Fear and resources are the only things holding Big Data back in Australia, Poulos said. “The fear of something that requires a new way of thinking, and the resources to correctly deploy Big Data projects.“
Elasticsearch vice-president of sales, Justin Hoffman, said the term Big Data was overused and overhyped, but that the channel had an important role to play in a skyrocketing market.
“Over the past year, growth and interest in Big Data in Australia has skyrocketed and channel players have a massive opportunity,” he said. “Systems integrators often play a critical role in the deployment of a Big Data solution as there are typically many moving pieces that need to fit together.”
He said the channel also served as a critical point of entry for cashed up Silicon Valley businesses looking to expand to new markets. “It will be very important as we continue to expand our footprint in Australia. It has the experience with a wide variety of complementary technologies and strong localised relationships.”
Dimension Data Learning Services chief executive (DDLS), Mal Shaw, said his company was seeing a spike in demand for Microsoft SQL server training. “Australian corporate and government clients are investing significantly in training to support their implementations of SQL Server,” he said. “Big Data is not a myth.”
DDLS NSW instructor manager, Richard Boxall, said companies were contemplating new roles such as data steward and data scientist in the search for gold in the data mines.
“The data steward is someone who understands what the data are and where to look,” he said. “The data scientist has the analytical and statistical skill set to analyse the data and thereby create value from it for the business.”
Gartner analyst, Ian Bertram, said Big Data was a bit of a misnomer, but that growth was strong in the Australian market.
He said it is causing conflict in organisations between the “suits”, who take a structured approach, and the “hoodies”, who like to experiment. “Integration is going to come back with a vengeance and that’s where the channel is very good because they get down and dirty and do those integration projects.”
Fujitsu solution director, Chris Gaskin, said, typically, the opportunities were on a smaller scale in Australia than Fujitsu had seen in other countries.
“In the future, the implementation of Big Data will rely on deployment of infrastructure and that is where we see the channel will play a role,” he said. “The channel model allows for a more rapid discovery and implementation of Big Data as players bring a wide set of toolkits and functions.”
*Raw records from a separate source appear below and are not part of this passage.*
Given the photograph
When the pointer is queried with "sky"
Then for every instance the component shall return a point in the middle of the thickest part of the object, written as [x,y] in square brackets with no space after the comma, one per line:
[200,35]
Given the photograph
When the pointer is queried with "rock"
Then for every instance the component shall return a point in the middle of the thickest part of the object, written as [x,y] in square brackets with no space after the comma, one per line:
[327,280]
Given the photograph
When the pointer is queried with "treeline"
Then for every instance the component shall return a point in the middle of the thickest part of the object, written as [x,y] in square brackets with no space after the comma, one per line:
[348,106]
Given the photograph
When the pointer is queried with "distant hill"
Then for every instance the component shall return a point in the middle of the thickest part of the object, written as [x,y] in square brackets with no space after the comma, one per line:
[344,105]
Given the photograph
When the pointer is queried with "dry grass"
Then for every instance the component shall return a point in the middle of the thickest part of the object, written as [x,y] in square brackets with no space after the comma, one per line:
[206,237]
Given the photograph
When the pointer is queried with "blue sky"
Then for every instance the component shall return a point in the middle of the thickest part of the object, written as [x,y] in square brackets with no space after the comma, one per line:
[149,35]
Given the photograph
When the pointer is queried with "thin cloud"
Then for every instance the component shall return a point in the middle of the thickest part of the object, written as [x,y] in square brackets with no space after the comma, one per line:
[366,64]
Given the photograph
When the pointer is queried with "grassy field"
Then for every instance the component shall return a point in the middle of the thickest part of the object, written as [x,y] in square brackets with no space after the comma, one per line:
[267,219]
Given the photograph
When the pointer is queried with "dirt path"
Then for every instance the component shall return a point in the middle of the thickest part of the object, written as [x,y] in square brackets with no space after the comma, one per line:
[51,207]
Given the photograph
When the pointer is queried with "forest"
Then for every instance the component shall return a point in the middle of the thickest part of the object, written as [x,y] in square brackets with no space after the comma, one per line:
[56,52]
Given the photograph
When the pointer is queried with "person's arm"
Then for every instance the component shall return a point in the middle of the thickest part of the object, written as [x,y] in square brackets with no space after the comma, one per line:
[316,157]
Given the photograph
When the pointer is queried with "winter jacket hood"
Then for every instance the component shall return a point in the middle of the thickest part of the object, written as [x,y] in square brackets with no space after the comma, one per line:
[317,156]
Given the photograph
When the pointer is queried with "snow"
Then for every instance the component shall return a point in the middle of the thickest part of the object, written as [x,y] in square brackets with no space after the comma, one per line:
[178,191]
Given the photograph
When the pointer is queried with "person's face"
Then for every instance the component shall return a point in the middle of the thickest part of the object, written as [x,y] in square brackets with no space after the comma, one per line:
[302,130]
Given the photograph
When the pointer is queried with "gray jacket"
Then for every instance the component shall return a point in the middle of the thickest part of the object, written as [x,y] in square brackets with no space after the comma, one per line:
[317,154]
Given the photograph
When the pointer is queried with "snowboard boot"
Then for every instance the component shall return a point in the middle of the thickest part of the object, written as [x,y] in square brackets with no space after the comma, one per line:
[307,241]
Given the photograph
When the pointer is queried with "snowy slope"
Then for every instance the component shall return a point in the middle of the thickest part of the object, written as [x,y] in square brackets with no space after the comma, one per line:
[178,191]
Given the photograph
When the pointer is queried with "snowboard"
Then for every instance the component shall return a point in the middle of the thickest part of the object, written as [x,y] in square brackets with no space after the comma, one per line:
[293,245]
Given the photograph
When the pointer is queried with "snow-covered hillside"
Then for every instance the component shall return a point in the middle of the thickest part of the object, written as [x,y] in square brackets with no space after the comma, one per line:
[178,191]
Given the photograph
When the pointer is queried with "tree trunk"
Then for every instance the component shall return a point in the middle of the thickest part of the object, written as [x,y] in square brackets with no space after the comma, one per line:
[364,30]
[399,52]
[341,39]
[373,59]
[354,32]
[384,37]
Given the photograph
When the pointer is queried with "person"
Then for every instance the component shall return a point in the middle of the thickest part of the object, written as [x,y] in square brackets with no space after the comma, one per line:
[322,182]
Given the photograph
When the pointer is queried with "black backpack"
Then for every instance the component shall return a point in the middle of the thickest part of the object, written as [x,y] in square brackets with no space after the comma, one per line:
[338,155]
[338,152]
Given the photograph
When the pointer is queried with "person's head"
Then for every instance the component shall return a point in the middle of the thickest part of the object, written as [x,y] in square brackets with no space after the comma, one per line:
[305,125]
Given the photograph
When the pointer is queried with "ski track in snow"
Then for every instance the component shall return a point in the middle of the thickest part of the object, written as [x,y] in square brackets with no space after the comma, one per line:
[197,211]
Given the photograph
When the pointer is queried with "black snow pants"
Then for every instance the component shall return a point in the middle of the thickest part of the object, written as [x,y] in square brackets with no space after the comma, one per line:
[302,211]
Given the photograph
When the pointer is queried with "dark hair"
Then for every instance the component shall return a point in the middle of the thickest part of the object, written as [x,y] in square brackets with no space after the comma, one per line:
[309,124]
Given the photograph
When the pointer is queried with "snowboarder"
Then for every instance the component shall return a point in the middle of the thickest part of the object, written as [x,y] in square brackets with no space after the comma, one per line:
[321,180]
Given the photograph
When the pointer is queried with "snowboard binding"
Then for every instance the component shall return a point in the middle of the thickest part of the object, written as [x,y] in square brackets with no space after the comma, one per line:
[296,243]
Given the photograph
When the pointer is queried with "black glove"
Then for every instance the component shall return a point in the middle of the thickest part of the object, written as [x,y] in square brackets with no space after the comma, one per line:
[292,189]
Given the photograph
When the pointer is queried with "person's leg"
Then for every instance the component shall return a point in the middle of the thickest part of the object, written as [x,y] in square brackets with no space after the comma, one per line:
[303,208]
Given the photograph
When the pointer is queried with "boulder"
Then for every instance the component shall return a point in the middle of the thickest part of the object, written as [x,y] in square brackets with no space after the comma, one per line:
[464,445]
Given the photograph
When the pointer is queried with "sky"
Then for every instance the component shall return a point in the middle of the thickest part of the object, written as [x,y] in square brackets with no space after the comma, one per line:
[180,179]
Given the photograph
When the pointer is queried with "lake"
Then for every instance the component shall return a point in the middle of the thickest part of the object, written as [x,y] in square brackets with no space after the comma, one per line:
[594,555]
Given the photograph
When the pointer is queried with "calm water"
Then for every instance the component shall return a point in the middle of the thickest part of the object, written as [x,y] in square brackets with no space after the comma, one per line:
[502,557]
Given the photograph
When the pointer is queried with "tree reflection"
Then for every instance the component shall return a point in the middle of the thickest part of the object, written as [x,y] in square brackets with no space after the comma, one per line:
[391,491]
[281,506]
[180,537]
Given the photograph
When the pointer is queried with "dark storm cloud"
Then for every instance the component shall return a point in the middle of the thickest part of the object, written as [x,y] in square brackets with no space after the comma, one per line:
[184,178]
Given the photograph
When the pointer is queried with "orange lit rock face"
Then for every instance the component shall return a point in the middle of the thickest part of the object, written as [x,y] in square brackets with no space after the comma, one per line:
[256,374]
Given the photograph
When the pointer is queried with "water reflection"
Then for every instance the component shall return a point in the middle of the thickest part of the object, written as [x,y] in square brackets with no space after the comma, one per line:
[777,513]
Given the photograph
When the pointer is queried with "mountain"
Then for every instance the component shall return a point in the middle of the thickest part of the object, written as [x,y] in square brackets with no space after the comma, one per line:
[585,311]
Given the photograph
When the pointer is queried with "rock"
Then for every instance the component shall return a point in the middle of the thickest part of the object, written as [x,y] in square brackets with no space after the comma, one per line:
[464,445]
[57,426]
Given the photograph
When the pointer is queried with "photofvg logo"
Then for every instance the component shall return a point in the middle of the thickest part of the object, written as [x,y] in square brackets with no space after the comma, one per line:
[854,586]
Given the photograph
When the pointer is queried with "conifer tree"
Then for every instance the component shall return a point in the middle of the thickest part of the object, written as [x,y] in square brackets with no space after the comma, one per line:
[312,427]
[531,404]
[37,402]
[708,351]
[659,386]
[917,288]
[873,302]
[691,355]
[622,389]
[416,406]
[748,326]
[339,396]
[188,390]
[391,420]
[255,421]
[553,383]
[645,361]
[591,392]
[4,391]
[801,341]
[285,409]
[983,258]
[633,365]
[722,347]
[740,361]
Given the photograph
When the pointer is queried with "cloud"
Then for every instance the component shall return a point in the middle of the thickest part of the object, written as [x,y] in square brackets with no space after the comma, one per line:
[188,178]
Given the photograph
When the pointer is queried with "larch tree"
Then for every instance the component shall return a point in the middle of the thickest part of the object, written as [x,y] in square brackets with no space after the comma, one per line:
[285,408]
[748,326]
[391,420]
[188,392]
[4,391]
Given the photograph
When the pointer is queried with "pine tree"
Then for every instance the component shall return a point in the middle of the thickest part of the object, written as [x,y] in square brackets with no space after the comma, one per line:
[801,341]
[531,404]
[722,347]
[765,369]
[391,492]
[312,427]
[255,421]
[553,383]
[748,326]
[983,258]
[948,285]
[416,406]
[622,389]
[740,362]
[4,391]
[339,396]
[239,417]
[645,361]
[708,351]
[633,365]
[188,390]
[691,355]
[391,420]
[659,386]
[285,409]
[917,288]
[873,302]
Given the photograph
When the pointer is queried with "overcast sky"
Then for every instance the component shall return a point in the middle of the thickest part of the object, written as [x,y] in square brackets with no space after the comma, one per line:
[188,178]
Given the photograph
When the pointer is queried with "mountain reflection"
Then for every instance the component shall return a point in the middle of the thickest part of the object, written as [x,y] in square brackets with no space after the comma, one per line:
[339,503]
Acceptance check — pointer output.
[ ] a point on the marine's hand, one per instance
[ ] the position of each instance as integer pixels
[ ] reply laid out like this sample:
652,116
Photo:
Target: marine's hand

He said there was a great opportunity for partners with a definite value add, such as Splunk, which solves a measurable set of use cases, by easing the way to get massive current data from machine logs.
Where do YOU start?
Cloudera chief architect, Doug Cutting, said most organisations start with either cost savings on an existing application or a brand new application, or a blend of both.
“To get cost savings, they move some of their expensive data warehouse workloads onto a Hadoop-based solution.
“They identify a type of analysis that wasn’t previously possible but that would have significant impact on their business.“
He said a Proof of Concept system to validate the idea is created, then deployed into production. Cutting said Big Data was no more a myth than the Internet was in the 1990s, and this time he did not see the “irrational exuberance“.